Un article de Wikipédia, l’encyclopédie libre. Portrait de Louis Louis Napoléon le Grand (Littérature) PDF en habits de sacre, par François Gérard. Monsieur quand ce dernier devient roi.


Napoléon III est, sûrement, le plus mal aimé des chefs d’Etat de la France et le Second Empire le plus mal connu de ses régimes. Pourtant de 1848 à 1870 se crée la France contemporaine. S’il inaugure son règne par un coup d’Etat, Louis Napoléon Bonaparte, aussitôt, rétablit le suffrage universel. A la différence de son oncle, il sera le champion du progrès social (droit à l’instruction pour les filles, droit de réunion, droit de grève…), autant que de la prospérité économique : il étend le réseau de chemin de fer, développe l’industrie, favorise la recherche scientifique, modernise les villes. Avec le Second Empire, le rayonnement de la France est à son apogée. La gloire militaire ne manque pas : Alma, Magenta, Solferino… L’Italie lui doit son unité et le Mexique sa liberté. L’empire colonial est déjà largement constitué. Mais il y aura Sedan. Le désastre. On ne pardonne ni les mauvais débuts ni les défaites ! En historien autant qu’en politique et dans la lignée des chercheurs anglo-saxons, contre Victor Hugo irréductible ennemi de l’Empereur, Philippe Séguin le proclame Louis Napoléon le Grand.

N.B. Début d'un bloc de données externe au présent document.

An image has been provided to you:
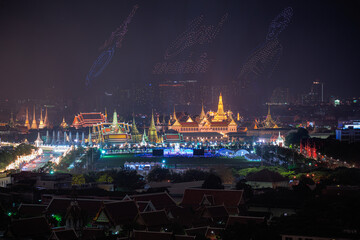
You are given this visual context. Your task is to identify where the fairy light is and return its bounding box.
[86,5,139,86]
[238,7,293,88]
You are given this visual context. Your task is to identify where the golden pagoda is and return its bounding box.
[39,109,46,129]
[156,115,160,125]
[212,93,227,122]
[148,110,158,143]
[131,116,141,143]
[111,110,123,133]
[24,108,30,129]
[200,103,206,121]
[263,106,278,128]
[173,105,177,121]
[44,107,50,128]
[31,106,37,129]
[60,117,69,128]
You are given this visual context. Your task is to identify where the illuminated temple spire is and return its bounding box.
[31,106,37,129]
[24,108,30,129]
[173,105,177,121]
[217,93,224,115]
[44,107,50,128]
[60,117,68,128]
[263,105,278,128]
[112,110,118,127]
[200,103,206,120]
[213,93,227,122]
[148,112,158,143]
[39,109,45,129]
[156,115,160,125]
[131,115,141,143]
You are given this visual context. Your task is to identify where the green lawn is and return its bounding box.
[96,154,260,169]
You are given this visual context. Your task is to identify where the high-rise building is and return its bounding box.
[302,81,324,104]
[269,87,290,105]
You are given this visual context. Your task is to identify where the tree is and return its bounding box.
[285,128,310,146]
[201,173,224,189]
[236,179,253,198]
[112,170,145,191]
[71,174,86,185]
[147,167,171,182]
[216,166,235,184]
[97,173,114,183]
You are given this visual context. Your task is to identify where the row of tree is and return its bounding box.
[0,143,35,169]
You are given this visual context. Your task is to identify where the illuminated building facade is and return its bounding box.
[254,106,279,129]
[72,112,106,129]
[169,94,237,134]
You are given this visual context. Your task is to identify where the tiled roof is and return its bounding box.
[50,229,78,240]
[180,122,199,127]
[203,205,229,218]
[181,188,243,207]
[81,228,106,240]
[210,122,229,127]
[130,192,176,210]
[18,203,47,217]
[134,230,172,240]
[246,169,288,182]
[99,200,139,226]
[226,216,265,226]
[139,210,170,227]
[170,206,198,227]
[46,198,109,218]
[9,217,50,239]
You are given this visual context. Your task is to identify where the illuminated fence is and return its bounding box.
[5,148,43,170]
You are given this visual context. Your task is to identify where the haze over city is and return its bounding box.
[0,0,360,240]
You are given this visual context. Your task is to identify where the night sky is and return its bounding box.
[0,0,360,98]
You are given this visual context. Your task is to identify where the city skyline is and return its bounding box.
[0,1,360,103]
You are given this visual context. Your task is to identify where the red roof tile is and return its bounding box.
[46,198,109,218]
[18,203,47,217]
[134,230,172,240]
[226,216,265,227]
[181,188,243,207]
[138,210,170,227]
[130,192,176,210]
[9,217,50,239]
[95,200,139,226]
[246,169,288,182]
[81,228,106,240]
[50,229,78,240]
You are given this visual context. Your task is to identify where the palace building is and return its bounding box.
[71,112,106,129]
[169,93,237,134]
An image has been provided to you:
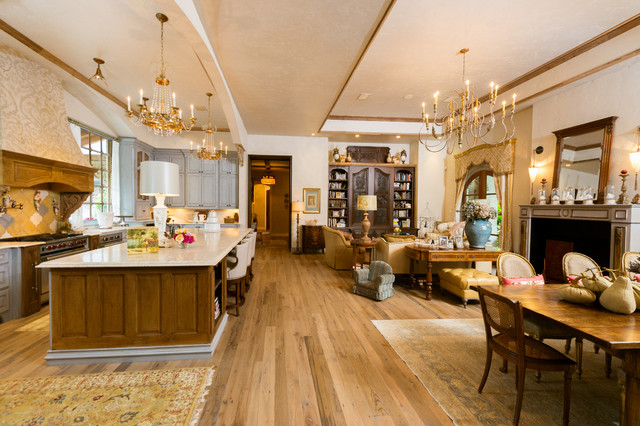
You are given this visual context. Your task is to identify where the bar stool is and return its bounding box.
[227,243,249,316]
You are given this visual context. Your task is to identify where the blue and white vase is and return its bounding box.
[464,219,491,248]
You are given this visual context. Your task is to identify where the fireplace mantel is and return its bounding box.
[520,204,640,269]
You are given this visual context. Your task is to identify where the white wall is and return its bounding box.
[531,58,640,195]
[239,135,329,247]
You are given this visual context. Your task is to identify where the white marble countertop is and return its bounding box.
[38,228,250,269]
[81,226,129,235]
[0,241,46,250]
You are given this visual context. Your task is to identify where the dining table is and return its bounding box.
[483,284,640,426]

Surnommé  le Désiré  par les royalistes, il revient en France lors de la Restauration qui suit la chute de Napoléon. Il meurt sans descendance et est inhumé à la basilique Saint-Denis. Il est le dernier monarque français à recevoir ce privilège, et également le dernier mort sur le trône, les deux suivants ayant été renversés. La Restauration prend fin avec la révolution de 1830, qui met sur le trône Louis-Philippe, roi des Français. Tout comme son frère aîné, il passe son enfance au château de Versailles, où il reçoit une éducation solide. Louis, comte de Provence et son épouse Marie-Joséphine de Savoie, tous deux à droite.

14 mai 1771 dans la chapelle royale du château de Versailles. Son statut de frère du roi ne l’empêche pas de critiquer la politique de celui-ci. Au printemps 1777, un voyage l’amène à Toulouse où il assiste le 21 juin, à une séance de l’Académie des Jeux floraux et entend la lecture de trois odes. Le comte de Provence en 1794.